Reports of racist incidents and assaults in Ireland are at a record high, according to the Irish Network Against Racism.
The number of racist incidents reported to the INAR iReport.ie racist incident reporting system jumped to 700 last year – a 32% increase on 2019.
Meanwhile, the network recorded a record 51 reports of racist assaults, 159 criminal incidents and nearly 600 hate speech incidents.
On Newstalk Breakfast this morning, Amanullah De Sondy, Head of the Study of Religions Department in UCC said the report is a “catalogue of ghastly accounts” of racist abuse suffered by people all over the country.
“There was Chinese woman who was racially abused and pushed into a canal by teenagers,” he said. “There is racial discrimination in the workplace.

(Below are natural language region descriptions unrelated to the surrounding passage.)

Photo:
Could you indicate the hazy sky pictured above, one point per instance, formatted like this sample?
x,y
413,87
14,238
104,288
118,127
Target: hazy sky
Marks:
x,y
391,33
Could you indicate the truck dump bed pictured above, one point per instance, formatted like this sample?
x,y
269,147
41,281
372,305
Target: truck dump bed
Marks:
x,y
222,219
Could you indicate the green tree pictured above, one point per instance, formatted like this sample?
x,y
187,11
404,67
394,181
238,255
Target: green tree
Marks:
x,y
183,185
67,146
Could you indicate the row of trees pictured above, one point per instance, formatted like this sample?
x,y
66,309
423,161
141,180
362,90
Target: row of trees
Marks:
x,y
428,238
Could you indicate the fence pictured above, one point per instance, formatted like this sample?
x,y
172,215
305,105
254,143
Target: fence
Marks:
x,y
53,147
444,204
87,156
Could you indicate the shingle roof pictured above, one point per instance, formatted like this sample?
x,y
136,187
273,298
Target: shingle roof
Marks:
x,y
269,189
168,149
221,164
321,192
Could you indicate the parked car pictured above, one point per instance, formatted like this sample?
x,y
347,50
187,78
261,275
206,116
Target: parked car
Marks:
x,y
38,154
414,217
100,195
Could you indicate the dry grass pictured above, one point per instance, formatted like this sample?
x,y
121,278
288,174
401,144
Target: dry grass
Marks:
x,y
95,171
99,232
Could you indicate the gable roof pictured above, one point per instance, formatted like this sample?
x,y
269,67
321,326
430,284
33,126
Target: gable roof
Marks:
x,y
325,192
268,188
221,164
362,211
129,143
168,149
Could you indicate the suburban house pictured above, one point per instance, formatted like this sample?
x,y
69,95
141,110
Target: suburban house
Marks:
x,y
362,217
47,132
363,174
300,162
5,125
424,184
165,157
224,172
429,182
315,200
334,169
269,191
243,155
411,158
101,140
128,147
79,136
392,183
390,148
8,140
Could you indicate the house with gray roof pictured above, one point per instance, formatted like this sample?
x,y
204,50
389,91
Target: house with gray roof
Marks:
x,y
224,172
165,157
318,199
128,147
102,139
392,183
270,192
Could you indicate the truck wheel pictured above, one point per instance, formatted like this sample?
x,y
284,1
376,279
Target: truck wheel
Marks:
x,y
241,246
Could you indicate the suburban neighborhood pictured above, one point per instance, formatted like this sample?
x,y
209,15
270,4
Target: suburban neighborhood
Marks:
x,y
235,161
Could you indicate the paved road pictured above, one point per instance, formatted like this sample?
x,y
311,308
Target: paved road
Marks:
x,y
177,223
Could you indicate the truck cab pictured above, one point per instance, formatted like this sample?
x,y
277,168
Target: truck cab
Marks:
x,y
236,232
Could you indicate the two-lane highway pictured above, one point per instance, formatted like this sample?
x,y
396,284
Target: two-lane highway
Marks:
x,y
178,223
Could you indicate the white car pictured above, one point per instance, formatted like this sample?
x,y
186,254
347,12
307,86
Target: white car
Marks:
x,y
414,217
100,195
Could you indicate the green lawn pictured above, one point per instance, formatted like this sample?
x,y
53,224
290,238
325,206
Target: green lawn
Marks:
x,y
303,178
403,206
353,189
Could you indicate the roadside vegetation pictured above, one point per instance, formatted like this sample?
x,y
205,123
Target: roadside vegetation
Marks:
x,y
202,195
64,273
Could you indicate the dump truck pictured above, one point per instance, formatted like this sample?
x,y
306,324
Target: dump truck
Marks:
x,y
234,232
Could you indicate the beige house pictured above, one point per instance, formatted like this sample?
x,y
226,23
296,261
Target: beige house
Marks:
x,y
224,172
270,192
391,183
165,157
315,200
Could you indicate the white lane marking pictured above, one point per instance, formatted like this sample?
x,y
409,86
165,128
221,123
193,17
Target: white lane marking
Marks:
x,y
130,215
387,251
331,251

“The one that really got me was a pharmacy telling a South Asian they had no hand sanitisers but then selling it a short while later to white Irish customers.
“When I read that, I honestly felt quite emotional. I thought about my parents who came from Pakistan in the 60s to the UK. My mother has very limited English and I am thinking, I am on a radio talk show right now explaining what it feels like to be on the receiving end of racism, to give you feedback or give you an analysis of a report but there are people out there who don’t have that capacity.
“There are people out there who have been harmed because of this. We really have to rally together and do something. We need structural change and that is what this report is saying.”
Racist abuse
Mr De Sondy said the rise in reports of racism is down to a “mixture of all sorts of things,” but noted that some people do seem to be “emboldened by seeing more racists.”
He said everybody in Ireland should sit down and read the report.
“This Irish Network Against Racism report is both shocking and deeply concerning. It supports the view that I have been saying throughout that there is a pandemic on a pandemic,” he said.
"Just disgraceful"
He said he “felt numb” reading the report and noted that it was published just days after global leaders like European Commission President Ursula von der Leyen and US President Joe Biden warned that racism is a global problem that infects every country in the world.
“This has come to our doorstep here and they are all telling us the same thing – racism is not in some faraway land,” he said. “It is right here."
“With this report, the numbers are just unbelievable. I am still shocked reading it. 700 is just disgraceful for us.”